Becker, Henry Jay. (2000). Findings from the Teaching, Learning, and Computing Survey: Is Larry Cuban Right? Education Policy Analysis Archives, 8, np. Available from http://epaa.asu.edu/ojs/article/view/442

This paper draws upon the work of Larry Cuban, one of a number of prominent critics of computer use in schools. It is useful to read some of Cuban's work. Becker, at the end concedes Cuban's basic argument, albeit reluctantly. Becker's analysis is based upon the assumption of computing having to fit into the classroom and the conditions that appear to make that work best. It's an odd logic when one puts this project which often goes under the label of integration into the classroom alongside areas outside of school in which the deployment of computing and related technologies has fundamentally altered structures, processes and forms of organisation.

A significant issue, that of curriculum coverage is described as a pressure on teachers. We live in a petabyte age where the volume of information that is produced on a daily basis is mind numbingly large. It was not that much smaller in 2000, although little attention was drawn to it then. The consequence of humans having to deal with so much information is that the vast majority of the work will have to be done by computers. There is much to think about here. In Australia, it would be fair to suggest that the curriculum is organised around the pig principle, that is, more is better. There is at least one country which espouses the notion of more being less in education, Finland1.

Consideration of this issue does not appear much if at all in education debates2.

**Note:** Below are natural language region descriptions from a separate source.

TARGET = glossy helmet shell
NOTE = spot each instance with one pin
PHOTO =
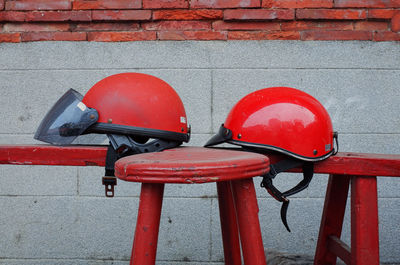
(282, 119)
(139, 105)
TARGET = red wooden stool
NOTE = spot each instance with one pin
(231, 170)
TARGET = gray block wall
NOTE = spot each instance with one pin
(58, 215)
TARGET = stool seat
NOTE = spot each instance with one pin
(231, 170)
(191, 165)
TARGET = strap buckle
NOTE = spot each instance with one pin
(109, 183)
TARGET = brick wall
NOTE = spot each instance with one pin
(133, 20)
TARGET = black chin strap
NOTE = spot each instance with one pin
(281, 166)
(122, 145)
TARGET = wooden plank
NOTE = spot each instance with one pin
(340, 249)
(357, 164)
(72, 155)
(332, 218)
(364, 221)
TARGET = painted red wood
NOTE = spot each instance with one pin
(238, 204)
(229, 227)
(332, 217)
(249, 225)
(144, 248)
(72, 155)
(364, 221)
(191, 165)
(80, 155)
(340, 249)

For me, the interesting characteristic of this and so many papers like it that are concerned about how best to make good use of computers in classrooms is that it is only one side of the negotiation, if you like, that has to adapt, be changed, or as I have argued elsewhere, domesticated, i.e. the computers. Here I find it useful to think about schools as a way of doing things, that is as a technology as some folk have argued. School, as a collection of people and things with a large set of ways of doing things that have been established for a long time and supported by things like a curriculum, a timetable, forms of accreditation, buildings, classrooms of particular shapes and sizes and so on, is, in terms of thinking about it as a technology, a very large and powerful3 one. Following this logic, it is relatively easy to predict that what will work in a school are computing-related practices which conform to the day-to-day routines and practices of the school and classroom. This is not to suggest that other patterns are impossible. Rather, it is to suggest that stuff that conforms less to the routines of the classroom is much more difficult to make happen and to sustain, i.e. a lot of work has to be done by the teacher.